SAM HORNISH, JR.: I think that you can only run that hard for so long before you eventually get caught up in something. I think everybody thinks that the guy that's winning the race is the one that's out there trying the hardest, but I guarantee you put the guy that's leading the race, you take him out and you put him in the guy that's running 35th's car and he's going to say I'm working harder in 35th than I am leading. When you're back there in the pack, everybody fights you for everything. If you're between 25th and 35th, nobody gives anybody anything. But you get up there -- that was one of the nicest things about when we'd go out there and start running in the Top 10. You'd catch a guy from 30 car lengths behind him, you catch up and they'll let you go if it's the first percentage of the race. They'll let you go. It doesn't matter, you could come from a lap behind a guy that's running 35th on lap 10, and he's going to fight you tooth and nail because that's all -- you're fighting for every position you can get.

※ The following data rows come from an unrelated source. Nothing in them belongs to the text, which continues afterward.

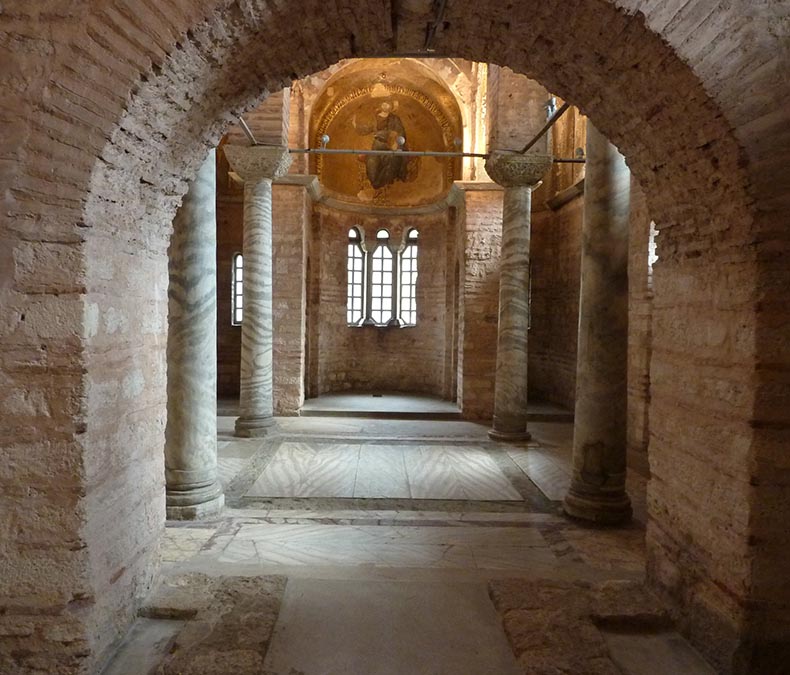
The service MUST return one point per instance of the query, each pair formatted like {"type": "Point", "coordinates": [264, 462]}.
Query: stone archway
{"type": "Point", "coordinates": [113, 104]}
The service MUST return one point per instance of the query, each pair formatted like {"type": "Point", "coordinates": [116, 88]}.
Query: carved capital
{"type": "Point", "coordinates": [254, 163]}
{"type": "Point", "coordinates": [514, 170]}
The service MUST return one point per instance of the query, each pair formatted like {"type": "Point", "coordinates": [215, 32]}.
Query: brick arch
{"type": "Point", "coordinates": [125, 97]}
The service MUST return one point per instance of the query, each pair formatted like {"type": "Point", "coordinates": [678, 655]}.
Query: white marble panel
{"type": "Point", "coordinates": [550, 473]}
{"type": "Point", "coordinates": [381, 472]}
{"type": "Point", "coordinates": [479, 474]}
{"type": "Point", "coordinates": [309, 470]}
{"type": "Point", "coordinates": [431, 474]}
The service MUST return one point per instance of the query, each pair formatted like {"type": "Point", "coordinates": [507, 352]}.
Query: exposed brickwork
{"type": "Point", "coordinates": [556, 268]}
{"type": "Point", "coordinates": [640, 331]}
{"type": "Point", "coordinates": [481, 226]}
{"type": "Point", "coordinates": [370, 358]}
{"type": "Point", "coordinates": [109, 106]}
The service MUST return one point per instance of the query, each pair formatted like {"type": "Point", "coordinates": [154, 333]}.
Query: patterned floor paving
{"type": "Point", "coordinates": [394, 530]}
{"type": "Point", "coordinates": [312, 469]}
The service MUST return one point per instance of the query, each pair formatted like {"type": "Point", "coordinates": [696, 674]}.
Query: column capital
{"type": "Point", "coordinates": [258, 162]}
{"type": "Point", "coordinates": [515, 170]}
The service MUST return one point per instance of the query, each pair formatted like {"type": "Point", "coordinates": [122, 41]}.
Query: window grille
{"type": "Point", "coordinates": [237, 287]}
{"type": "Point", "coordinates": [355, 301]}
{"type": "Point", "coordinates": [381, 296]}
{"type": "Point", "coordinates": [408, 280]}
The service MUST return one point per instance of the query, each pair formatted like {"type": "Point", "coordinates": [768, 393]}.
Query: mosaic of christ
{"type": "Point", "coordinates": [388, 134]}
{"type": "Point", "coordinates": [378, 118]}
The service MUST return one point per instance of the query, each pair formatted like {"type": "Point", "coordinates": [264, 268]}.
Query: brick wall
{"type": "Point", "coordinates": [556, 276]}
{"type": "Point", "coordinates": [482, 237]}
{"type": "Point", "coordinates": [109, 106]}
{"type": "Point", "coordinates": [372, 358]}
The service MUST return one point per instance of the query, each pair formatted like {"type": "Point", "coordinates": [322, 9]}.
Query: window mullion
{"type": "Point", "coordinates": [395, 304]}
{"type": "Point", "coordinates": [369, 288]}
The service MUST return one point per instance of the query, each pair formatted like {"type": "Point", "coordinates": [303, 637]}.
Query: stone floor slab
{"type": "Point", "coordinates": [388, 628]}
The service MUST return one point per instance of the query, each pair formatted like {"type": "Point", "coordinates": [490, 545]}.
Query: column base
{"type": "Point", "coordinates": [603, 509]}
{"type": "Point", "coordinates": [199, 504]}
{"type": "Point", "coordinates": [254, 427]}
{"type": "Point", "coordinates": [509, 436]}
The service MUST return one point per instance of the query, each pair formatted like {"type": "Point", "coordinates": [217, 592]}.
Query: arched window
{"type": "Point", "coordinates": [355, 299]}
{"type": "Point", "coordinates": [382, 280]}
{"type": "Point", "coordinates": [408, 280]}
{"type": "Point", "coordinates": [381, 295]}
{"type": "Point", "coordinates": [236, 300]}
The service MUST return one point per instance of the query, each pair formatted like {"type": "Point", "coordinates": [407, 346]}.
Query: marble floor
{"type": "Point", "coordinates": [312, 469]}
{"type": "Point", "coordinates": [389, 533]}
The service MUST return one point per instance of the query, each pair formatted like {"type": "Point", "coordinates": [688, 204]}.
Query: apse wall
{"type": "Point", "coordinates": [375, 358]}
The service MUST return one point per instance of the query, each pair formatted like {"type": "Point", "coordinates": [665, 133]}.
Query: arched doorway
{"type": "Point", "coordinates": [121, 110]}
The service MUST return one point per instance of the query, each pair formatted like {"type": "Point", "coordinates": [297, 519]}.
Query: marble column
{"type": "Point", "coordinates": [597, 491]}
{"type": "Point", "coordinates": [257, 166]}
{"type": "Point", "coordinates": [192, 488]}
{"type": "Point", "coordinates": [518, 174]}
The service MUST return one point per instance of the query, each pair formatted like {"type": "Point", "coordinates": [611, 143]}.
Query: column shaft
{"type": "Point", "coordinates": [192, 488]}
{"type": "Point", "coordinates": [257, 394]}
{"type": "Point", "coordinates": [597, 491]}
{"type": "Point", "coordinates": [510, 392]}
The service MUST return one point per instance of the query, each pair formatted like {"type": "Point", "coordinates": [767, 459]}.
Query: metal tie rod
{"type": "Point", "coordinates": [547, 126]}
{"type": "Point", "coordinates": [406, 153]}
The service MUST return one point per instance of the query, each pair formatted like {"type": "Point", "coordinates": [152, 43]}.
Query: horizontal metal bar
{"type": "Point", "coordinates": [401, 153]}
{"type": "Point", "coordinates": [408, 153]}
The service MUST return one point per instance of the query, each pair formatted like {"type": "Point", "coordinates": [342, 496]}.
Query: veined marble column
{"type": "Point", "coordinates": [192, 488]}
{"type": "Point", "coordinates": [517, 174]}
{"type": "Point", "coordinates": [257, 166]}
{"type": "Point", "coordinates": [597, 491]}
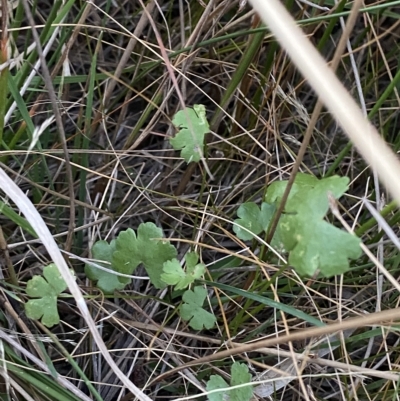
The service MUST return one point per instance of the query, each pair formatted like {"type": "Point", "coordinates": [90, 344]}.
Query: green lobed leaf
{"type": "Point", "coordinates": [175, 275]}
{"type": "Point", "coordinates": [46, 289]}
{"type": "Point", "coordinates": [216, 382]}
{"type": "Point", "coordinates": [107, 282]}
{"type": "Point", "coordinates": [313, 243]}
{"type": "Point", "coordinates": [192, 309]}
{"type": "Point", "coordinates": [146, 248]}
{"type": "Point", "coordinates": [239, 375]}
{"type": "Point", "coordinates": [192, 125]}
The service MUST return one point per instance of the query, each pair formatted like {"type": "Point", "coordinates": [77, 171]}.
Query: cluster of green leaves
{"type": "Point", "coordinates": [313, 243]}
{"type": "Point", "coordinates": [239, 377]}
{"type": "Point", "coordinates": [45, 290]}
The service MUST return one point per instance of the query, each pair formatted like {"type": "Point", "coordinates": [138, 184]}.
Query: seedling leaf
{"type": "Point", "coordinates": [192, 309]}
{"type": "Point", "coordinates": [146, 248]}
{"type": "Point", "coordinates": [239, 375]}
{"type": "Point", "coordinates": [107, 282]}
{"type": "Point", "coordinates": [46, 289]}
{"type": "Point", "coordinates": [192, 125]}
{"type": "Point", "coordinates": [175, 275]}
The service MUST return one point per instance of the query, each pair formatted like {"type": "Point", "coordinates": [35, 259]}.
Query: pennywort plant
{"type": "Point", "coordinates": [313, 244]}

The best thing to do, the most comfortable way to go out there and race a lot of times is to be in the Top 10 because the car is running good, you feel good about what's going on, the guys aren't going to fight you. You know when you get down to the last 50 laps they're going to fight you tooth and nail, but you're not fighting on lap 50 like that.

Q. Back to Danica real quick, Juan Pablo Montoya said last year he thought it would be confusing for her to go back and forth from IndyCars and then jump in stock cars. Did you find that to be the case when you made the transition?
SAM HORNISH, JR.: I think so. I mean, there was times -- I never felt like that in IndyCars, but there was times where I'd be out of these cars for a long enough period of time that you kind of go back into it and you feel like you have to relearn some things. If I would have it all to do over again, I probably would have spent 2007 just running full Nationwide schedule. But when she doesn't know if this is what she wants to do full-time, she's probably doing the right thing. If she decides that's what she wants to do, she would probably be best served by spending a full year at Nationwide, learning all the different tracks, and when you move up the following year you really only have to learn Sonoma and Martinsville, and maybe a handful -- not even that much of the other places.
I think definitely you're better served by spending a full year doing this and just getting an understanding, because I think that we had a lot of problems in 2008 that could have been solved if we would have spent 2007 running a full Nationwide schedule.
DENISE MALOOF: Sam, thank you very much. We will see you very soon.